Deep Learning for Self Driving Cars With a 2.3 Teraflop Motherboard, NVidia’s Drive PX

Jen-Hsun Huang, CEO and Co-founder of Santa Clara based GPU manufacturer Nvidia presented at this week’s GPU Technology Conference in Silicon Valley, explaining how deep learning will allow manufacturers to develop self driving cars and talks specifically about their Drive PX platform which will allow for sophisticated structure-from-motion and advanced stitching for better image rendering.

Huang believes that the big bang of autonomously driving cars is about to happen. Whilst driving is a learnt behaviour where understanding the environment is key, augmenting advanced driver assistance systems (ADAS) with deep learning neural networks are the comparatively sane alternative to writing an infinite number of ‘if.. then.. else’ lines of code.

In this talk Huang shows off the DARPA (funded) Autonomous Vehicle (DAVE) which comprised a deep neural network to train itself in the behaviour of driving and navigate in a hostile environment with no programming involved and avoid obstacles on one CPU with 225,000 labelled images.

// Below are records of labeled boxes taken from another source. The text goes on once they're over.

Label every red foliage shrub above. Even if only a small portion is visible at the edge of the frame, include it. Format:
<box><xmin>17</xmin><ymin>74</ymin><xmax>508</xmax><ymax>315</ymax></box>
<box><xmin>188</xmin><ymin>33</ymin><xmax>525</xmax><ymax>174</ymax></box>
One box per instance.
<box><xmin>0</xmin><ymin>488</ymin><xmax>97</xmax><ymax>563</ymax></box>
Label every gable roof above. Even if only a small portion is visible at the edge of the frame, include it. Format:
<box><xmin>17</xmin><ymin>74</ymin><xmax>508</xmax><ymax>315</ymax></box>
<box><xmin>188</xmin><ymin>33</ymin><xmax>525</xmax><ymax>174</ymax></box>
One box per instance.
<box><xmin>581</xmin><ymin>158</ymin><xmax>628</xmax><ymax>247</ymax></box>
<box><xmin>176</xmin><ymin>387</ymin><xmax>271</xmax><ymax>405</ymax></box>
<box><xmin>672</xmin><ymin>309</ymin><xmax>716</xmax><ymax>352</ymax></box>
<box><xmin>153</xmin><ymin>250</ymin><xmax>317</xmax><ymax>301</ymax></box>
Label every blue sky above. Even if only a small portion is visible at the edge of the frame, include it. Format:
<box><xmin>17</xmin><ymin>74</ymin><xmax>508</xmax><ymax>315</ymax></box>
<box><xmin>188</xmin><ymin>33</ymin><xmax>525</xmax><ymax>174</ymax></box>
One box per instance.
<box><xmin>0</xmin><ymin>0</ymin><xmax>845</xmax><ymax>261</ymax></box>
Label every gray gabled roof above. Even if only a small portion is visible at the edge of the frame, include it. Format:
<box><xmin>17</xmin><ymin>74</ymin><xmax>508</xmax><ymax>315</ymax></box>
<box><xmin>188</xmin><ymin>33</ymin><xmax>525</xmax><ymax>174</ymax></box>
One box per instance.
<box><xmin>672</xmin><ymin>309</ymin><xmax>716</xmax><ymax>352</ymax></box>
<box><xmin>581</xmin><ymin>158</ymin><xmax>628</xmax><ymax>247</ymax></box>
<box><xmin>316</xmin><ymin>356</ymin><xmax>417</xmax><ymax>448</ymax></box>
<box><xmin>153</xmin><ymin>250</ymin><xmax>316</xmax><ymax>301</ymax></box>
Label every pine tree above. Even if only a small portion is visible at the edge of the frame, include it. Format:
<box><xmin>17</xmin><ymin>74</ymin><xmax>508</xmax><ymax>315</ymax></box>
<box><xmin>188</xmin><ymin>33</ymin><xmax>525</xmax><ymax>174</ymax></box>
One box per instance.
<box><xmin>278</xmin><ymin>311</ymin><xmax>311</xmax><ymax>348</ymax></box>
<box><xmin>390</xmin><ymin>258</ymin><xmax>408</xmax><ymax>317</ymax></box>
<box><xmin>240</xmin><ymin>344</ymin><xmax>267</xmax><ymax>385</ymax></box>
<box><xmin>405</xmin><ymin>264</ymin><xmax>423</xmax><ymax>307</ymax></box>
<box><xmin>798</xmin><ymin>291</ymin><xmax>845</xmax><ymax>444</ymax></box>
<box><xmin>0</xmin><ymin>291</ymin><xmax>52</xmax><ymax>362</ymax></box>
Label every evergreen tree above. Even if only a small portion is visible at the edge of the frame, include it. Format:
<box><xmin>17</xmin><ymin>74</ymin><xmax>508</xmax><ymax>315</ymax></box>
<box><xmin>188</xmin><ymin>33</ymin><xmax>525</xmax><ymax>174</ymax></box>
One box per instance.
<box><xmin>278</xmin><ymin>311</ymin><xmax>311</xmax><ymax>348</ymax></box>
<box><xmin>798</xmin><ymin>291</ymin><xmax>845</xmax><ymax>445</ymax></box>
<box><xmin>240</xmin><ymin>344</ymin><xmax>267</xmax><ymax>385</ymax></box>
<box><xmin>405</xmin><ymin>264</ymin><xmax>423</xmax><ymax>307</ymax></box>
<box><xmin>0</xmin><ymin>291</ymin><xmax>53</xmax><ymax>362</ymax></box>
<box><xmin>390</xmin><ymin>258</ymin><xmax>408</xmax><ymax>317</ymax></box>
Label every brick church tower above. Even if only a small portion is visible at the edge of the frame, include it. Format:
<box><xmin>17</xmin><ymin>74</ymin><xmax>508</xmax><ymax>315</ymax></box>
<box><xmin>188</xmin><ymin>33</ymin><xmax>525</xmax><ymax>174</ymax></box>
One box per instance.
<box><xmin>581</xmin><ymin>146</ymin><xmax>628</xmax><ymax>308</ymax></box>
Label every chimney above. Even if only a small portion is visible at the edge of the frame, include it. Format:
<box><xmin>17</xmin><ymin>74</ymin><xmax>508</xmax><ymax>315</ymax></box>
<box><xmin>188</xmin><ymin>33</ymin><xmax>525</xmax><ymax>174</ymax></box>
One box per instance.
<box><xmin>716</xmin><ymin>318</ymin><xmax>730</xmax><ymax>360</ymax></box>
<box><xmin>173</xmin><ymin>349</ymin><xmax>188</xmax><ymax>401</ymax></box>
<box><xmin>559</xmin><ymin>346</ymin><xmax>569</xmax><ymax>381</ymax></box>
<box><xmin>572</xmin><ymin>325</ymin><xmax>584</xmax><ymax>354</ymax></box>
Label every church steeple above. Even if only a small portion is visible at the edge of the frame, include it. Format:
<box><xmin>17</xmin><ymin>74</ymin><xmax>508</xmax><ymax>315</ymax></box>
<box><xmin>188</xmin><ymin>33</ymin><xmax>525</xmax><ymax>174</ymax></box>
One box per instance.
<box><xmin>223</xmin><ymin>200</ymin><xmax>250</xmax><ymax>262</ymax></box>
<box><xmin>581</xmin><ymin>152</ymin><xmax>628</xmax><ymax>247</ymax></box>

Nvidia’s Drive PX is a 2.3 teraflop supercomputer which is able to perform 3,000 times quicker than the CPU which was used in DAVE and has twelve cameras which feed into it in order to train the network and mimic human level of learning to drive at a reported $10,000 for the developer kit which will be available in May this year.




About Gary Donovan

Machine Learning and Data Science blogger, hacker, consultant living in Melbourne, Australia. Passionate about the people and communities that drive forward the evolution of technology.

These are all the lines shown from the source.